Ces derniers déplorent également le fait que des gouvernements se sont succédés et aucun parmi eux n'a permis aux victimes de cette guerre de 6 jours de se sentir justifié grâce à une quelconque réparation du préjudice subi.
"L'alternance intervenue à la tête du pays à l'occasion des élections de décembre 2018, nous a fait rêver d'un dénouement décent de cette affaire qui oppose les pays agresseurs à la RDC devant la justice internationale. Mais hélas ! Alors que nous attendions le début de l’audience fixée le 18 novembre 2019, le président de l’Ouganda Yoweri Museveni a trouvé une formule simple en invitant le président de la République Démocratique du Congo, notre président, Félix Antoine Tshisekedi Tshilombo à Kampala pour négocier un report, qui du reste a été obtenu tel quel", lit-on dans cette déclaration signée par Aline Engbe, porte-parole du Fonds de Solidarité des Victimes de Guerre.
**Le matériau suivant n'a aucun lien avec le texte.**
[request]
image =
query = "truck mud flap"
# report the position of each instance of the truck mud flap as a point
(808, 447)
Eu égard de ce qui précède, les victimes de la guerre de 6 jours à Kisangani demandent au président de la République de s'impliquer effectivement dans ce procès pour qu’il ait réparation, enfin que justice soit faite.
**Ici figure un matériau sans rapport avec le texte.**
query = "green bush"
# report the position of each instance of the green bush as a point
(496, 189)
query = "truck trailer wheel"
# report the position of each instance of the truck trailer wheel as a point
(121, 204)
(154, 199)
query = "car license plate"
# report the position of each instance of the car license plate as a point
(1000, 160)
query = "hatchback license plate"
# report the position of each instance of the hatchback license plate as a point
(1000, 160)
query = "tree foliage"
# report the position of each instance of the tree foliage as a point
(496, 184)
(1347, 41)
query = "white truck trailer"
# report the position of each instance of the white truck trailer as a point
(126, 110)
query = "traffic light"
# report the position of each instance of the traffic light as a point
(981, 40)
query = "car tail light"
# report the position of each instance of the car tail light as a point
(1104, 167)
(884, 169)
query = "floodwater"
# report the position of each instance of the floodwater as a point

Au gouvernement, ces dernies demandent de refuser toutes négociations visant à abandonner les charges retenues contre l’Ouganda pour ne pas cracher sur la mémoire des victimes.
Les victimes invitent aussi l'exécutif national à solliciter la reprogrammation sans délai des audiences de réparation à la Cour Internationale de Justice, et de prendre toutes les dispositions nécessaires pour qu’une délégation des victimes assistent aux audiences de réparation.
Toujours en rapport avec le gouvernement congolais, lesdites victimes plaident pour la retransmission en direct des audiences à la RTNC, l'accompagnement des victimes par une assistance morale et matérielle pour leur survie, jusqu’à ce qu’il y ait réparation et la construction d'un mémorial en leur honneur.
S'agissant de la communauté Internationale, les victimes de la guerre de 6 jours sollicitent son implication intégrale dans ce procès jusqu’à ce que justice soit faite.
Pour rappel, la guerre des 6 jours est une succession d’affrontements meurtriers entre l'armée ougandaise et rwandaise à Kisangani du lundi 5 au 11 juin 2000 en République Démocratique du Congo durant la deuxième guerre du Congo.
Selon le groupe Justice et Libération, une association des droits de l'homme basée à Kisangani, les affrontements causèrent environ 1.000 morts et au moins 3.000 blessés dont la majorité dans la population civile.
La ville de Kisangani avait déjà subi des affrontements entre les troupes rwandaises et ougandaises en août 1999 et le 5 mai 2000. Mais les affrontements de juin 2000 furent les plus meurtriers et ont sérieusement sinistré une grande partie de la ville de Kisangani avec plus de 6.600 obus tirés.